Authentication for online payments and account access will be based on the use of two or more different factors in the future:
• Something you know, such as a password.
• Something you have, such as a phone or card.
• Something you are, such as a fingerprint.
This will mostly impact card payments made over the internet - be it a desktop or mobile purchase - and will also apply to some contactless transactions, as a periodic check to ensure the card is being used by its rightful owner.
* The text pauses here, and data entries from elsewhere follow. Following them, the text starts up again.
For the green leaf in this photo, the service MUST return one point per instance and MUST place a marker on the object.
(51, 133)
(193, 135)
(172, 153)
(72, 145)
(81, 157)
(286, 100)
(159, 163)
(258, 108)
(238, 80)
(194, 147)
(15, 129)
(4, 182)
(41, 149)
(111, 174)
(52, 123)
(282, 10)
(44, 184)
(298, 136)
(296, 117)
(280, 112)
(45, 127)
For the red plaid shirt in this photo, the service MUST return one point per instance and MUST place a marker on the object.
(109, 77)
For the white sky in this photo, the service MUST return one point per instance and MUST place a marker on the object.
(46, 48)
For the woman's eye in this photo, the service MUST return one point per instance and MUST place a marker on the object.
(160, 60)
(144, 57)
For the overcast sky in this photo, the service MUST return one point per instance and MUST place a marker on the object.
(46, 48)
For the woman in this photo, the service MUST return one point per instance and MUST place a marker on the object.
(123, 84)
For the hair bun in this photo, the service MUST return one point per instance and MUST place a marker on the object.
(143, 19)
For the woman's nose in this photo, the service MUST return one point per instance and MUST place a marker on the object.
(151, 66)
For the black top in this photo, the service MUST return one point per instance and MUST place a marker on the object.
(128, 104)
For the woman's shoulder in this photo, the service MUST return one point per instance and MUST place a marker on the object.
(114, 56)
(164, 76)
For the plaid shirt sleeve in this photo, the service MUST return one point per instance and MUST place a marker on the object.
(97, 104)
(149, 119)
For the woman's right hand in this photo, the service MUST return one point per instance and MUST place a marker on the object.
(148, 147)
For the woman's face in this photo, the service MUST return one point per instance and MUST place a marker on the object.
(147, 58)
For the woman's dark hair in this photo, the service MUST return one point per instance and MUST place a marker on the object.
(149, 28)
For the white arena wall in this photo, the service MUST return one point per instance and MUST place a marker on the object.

However, in store chip and pin transactions are already complaint and use two factors.
Although the heightened security measures are designed to protect consumers and businesses from being defrauded, Mastercard is working with banks and the rest of the industry to ensure they are implemented without ‘disrupting’ the convenience of payments for consumers.
Ajay Bhalla, president of global enterprise risk and security at Mastercard, called the use of passwords to authenticate someone “woefully outdated”, with consumers forgetting them and retailers facing abandoned shopping baskets.
“In payments technology this is something we’re closing in on as we move from cash to card, password to thumbprint, and beyond to innovative technologies such as artificial intelligence – it’s far easier to authenticate with a thumbprint or a selfie, and it’s safer too,” he commented.
Mastercard is also testing a next generation biometric payment card, with an in-built fingerprint sensor. The card is being piloted in South Africa and can be used to verify in-store purchases without the need to upgrade existing payment terminals.